Just get on with your own life and stop curtain twitching.

TitsalinaBumSquash · 14/07/2010 16:52

YANBU but unfortunatley she probably would be worse off finacially working, This is not me saying i agree with her at all i would rather work for slightly less knowing i ave worked for it than get more and do nothing for it.

DP has just extended his working hours from 2 week to 50 and we are going to be substantialy worse off each month beacuse were not getting WTC or Housing or Council Tax benifit but at least he is working hard for our family.

fuddymonster · 14/07/2010 16:57

What is YAMBU Short for ?????

lemonysweet · 14/07/2010 17:02

i am lucky enough to have a dh in a good full time job. i used to work, then was made redundant about 5 years ago. we are now less well off but okay as i work in a supermarket filled with mums with young kids who do 12-20 hours a week that can be worked around childcare arrangements etc.

its hard to find a job in this climate, but they are out there, do not give up hope

NarkyPuffin · 14/07/2010 17:03

I don't think that giving extra help to single mothers is OTT. I don't think the vast majority of them were aiming to raise a child alone. Relationships fail, partners walk out, people get sick and die. Anyone of us in a relationship could find ourselves in that situation overnight.

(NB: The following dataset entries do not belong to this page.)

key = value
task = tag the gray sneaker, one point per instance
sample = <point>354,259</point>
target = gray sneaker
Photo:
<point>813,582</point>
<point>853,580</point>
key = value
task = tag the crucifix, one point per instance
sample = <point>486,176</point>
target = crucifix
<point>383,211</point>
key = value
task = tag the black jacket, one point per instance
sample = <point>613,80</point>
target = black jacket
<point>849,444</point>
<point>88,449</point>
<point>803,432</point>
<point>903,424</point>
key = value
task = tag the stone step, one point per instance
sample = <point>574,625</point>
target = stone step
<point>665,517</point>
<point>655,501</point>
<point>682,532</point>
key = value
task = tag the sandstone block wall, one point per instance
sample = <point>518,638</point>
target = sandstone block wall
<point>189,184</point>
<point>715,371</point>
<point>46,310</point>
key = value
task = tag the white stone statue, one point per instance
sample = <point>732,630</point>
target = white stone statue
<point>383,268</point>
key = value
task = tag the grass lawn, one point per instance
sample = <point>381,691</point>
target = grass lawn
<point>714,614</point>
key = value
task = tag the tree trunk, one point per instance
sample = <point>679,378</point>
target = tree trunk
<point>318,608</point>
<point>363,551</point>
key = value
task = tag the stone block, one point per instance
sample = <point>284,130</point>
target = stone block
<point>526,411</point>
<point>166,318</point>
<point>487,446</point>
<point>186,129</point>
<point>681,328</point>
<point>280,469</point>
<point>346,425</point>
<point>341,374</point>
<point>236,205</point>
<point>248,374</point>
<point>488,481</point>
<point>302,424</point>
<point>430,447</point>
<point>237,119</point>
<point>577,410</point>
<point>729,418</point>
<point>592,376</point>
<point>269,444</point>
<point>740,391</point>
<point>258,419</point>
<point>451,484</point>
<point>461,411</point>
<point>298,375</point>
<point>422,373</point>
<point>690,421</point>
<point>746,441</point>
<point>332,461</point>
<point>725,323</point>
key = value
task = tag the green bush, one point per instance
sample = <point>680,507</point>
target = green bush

I do think that if you contribute DNA you share financial responsibility, and the garnishing of wages- taking child support out with the PAYE- should be used more when people have walked away from paying their share.

Even with that though, cash doesn't equal another adult ready to provide child care, so I think it's reasonable to provide extra childcare help to families where only one adult can care for the children.